Entretien avec Laurent, chanteur et guitariste de Deficiency

Bonjour, et merci de prendre quelques minutes pour répondre à mes questions. Est-ce que tu peux tout d’abord te présenter et nous expliquer ce que tu fais dans Deficiency ?    

Salutations ! Je suis Laurent, guitariste-chanteur du groupe DEFICIENCY. J’en suis également le principal compositeur et auteur des paroles.
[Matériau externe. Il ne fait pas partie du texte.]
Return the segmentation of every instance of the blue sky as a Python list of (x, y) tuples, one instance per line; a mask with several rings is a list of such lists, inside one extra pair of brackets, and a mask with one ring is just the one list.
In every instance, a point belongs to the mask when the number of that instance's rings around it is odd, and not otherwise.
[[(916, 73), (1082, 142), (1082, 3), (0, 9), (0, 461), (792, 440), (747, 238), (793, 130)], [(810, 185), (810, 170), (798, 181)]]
Comme beaucoup de groupes, nous faisons énormément en “do it yourself” pour promouvoir notre musique. Par conséquent on peut dire que je “manage” également le projet, que cela soit par du booking, de la promotion, et bien d’autres choses !
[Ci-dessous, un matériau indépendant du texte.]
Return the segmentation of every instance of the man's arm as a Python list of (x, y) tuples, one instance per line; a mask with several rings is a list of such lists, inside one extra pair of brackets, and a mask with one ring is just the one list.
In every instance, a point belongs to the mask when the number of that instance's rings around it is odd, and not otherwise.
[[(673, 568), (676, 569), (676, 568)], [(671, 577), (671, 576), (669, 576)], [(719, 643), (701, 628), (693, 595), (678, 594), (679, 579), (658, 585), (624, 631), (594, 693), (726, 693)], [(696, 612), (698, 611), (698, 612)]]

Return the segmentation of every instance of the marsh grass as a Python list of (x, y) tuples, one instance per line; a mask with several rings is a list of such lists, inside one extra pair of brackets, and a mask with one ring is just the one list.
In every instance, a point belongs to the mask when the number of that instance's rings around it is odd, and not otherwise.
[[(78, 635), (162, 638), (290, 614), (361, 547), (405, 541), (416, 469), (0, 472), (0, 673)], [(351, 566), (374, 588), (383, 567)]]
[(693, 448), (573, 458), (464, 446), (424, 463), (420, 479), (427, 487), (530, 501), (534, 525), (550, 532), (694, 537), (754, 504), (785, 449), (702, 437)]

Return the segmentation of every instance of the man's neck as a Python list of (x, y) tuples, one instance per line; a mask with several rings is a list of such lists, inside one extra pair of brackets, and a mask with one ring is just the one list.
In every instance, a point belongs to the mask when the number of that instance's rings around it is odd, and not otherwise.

D’où vient le nom du groupe ?

A l’origine, DEFICIENCY était le titre d’un de nos morceaux dans la précédente mouture du groupe, qui portait à l’époque un autre nom. Lorsque nous avons décidé d’amorcer un nouveau virage stylistique en 2009, nous avons opté pour ce nom, à la fois facile à retenir, compréhensible, et peu utilisé.

Comment en es-tu venu au metal, à la fois en tant que fan et en tant que musicien ?

Je pratique la musique depuis l’âge de 7 ans en ayant commencé par le piano classique. Arrivé au collège, j’ai découvert le Metal à 12 ans avec Metallica, Iron Maiden ou Pantera. Des groupes qui m’ont littéralement scotché car je ne connaissais rien de tel à ce moment. J’y ai trouvé un style de musique complet, capable de faire transparaître toutes les émotions, et également proche de la musique classique sur de nombreux aspects. Ayant déjà des bases musicales établies, je me suis tourné alors vers la guitare électrique vers mes quinze ans.

Comment définirais-tu la musique de ton groupe ?

Je dirais que nous n’avons pas un style unique et franc, même si une base de Thrash Metal mélodique moderne nous anime. Nous n’hésitons pas à incorporer des variations symphoniques, ambiantes, progressives ou même parfois Death lorsque cela nous semble opportun dans tel ou tel morceau.

Warenta est le nouvel album du groupe. Comment s’est passé le travail dessus ? Qui écrit quoi ?

En général, j’apporte l’essentiel des compositions quasiment abouties à l’ensemble du groupe. Nous les mettons en place en répétition et les autres membres du groupe apportent alors leurs idées d’arrangements ou de modification de certaines parties. Nous travaillons comme cela depuis de nombreuses années, et cela nous convient bien ainsi. Les éléments qui composent l’album ont majoritairement été écrits entre 2018 et 2020. D’autres par contre sont bien plus anciens. Par exemple, une bonne partie du titre “The Feathers” est basée sur une ossature de plus de 10 ans, quand un morceau comme “Alleviate The Suffering” est un ré-arrangement d’un titre initialement prévu pour l’album précédent “The Dawn Of Consciousness”, mais finalement écarté à l’époque. Nous l’avons retravaillé et amélioré pour qu’il figure sur “Warenta”.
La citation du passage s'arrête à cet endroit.